Ocorre que as relações intrafamiliares foram se tornando mais complexas, ou, como defendem alguns, se tornando mais aparentes, o que redundou em uma gama cada vez maior de aspectos a serem considerados na abordagem do tema. Por exemplo, a busca de saber quem é o mais capaz dos genitores está levando os juizes americanos a pesquisar quem é que terá mais tempo, estabilidade e desejo de ser um guardião responsável e um bom modelo para seu filho (Ashley,1994).

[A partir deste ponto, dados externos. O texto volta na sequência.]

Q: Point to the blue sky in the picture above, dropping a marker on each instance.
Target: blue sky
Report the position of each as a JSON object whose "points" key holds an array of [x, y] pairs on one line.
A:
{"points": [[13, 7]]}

Criticas ao sistema jurídico tem levado muitos estudiosos a buscarem soluções antes sequer imaginadas, contribuindo para o aperfeiçoamento do direito. Um dos problemas que nos interessa abordar é o fato de que os “procedimentos jurídicos junto à família que se separa reforçam a disputa entre os cônjuges, acarretando sérios prejuízos emocionais aos membros dessa família.” . É nesse campo que a guarda compartilhada tem algo a acrescentar: a possibilidade de se pensar um sistema jurídico capaz de unir os pais, ou, ao menos, de não aumentar as diferenças e desavenças tão comuns na família moderna. Para isso, é mister que os juristas estejam munidos do que há de mais moderno e avançado na teoria que estuda a família e de leis que lhes permitam agir em conformidade com cada caso. Para isso, a American Bar Association (órgão de disciplina e defesa dos advogados nos EUA, semelhante à nossa OAB) criou um comitê especialmente para estudar custódia de crianças (o Child Custody Committee).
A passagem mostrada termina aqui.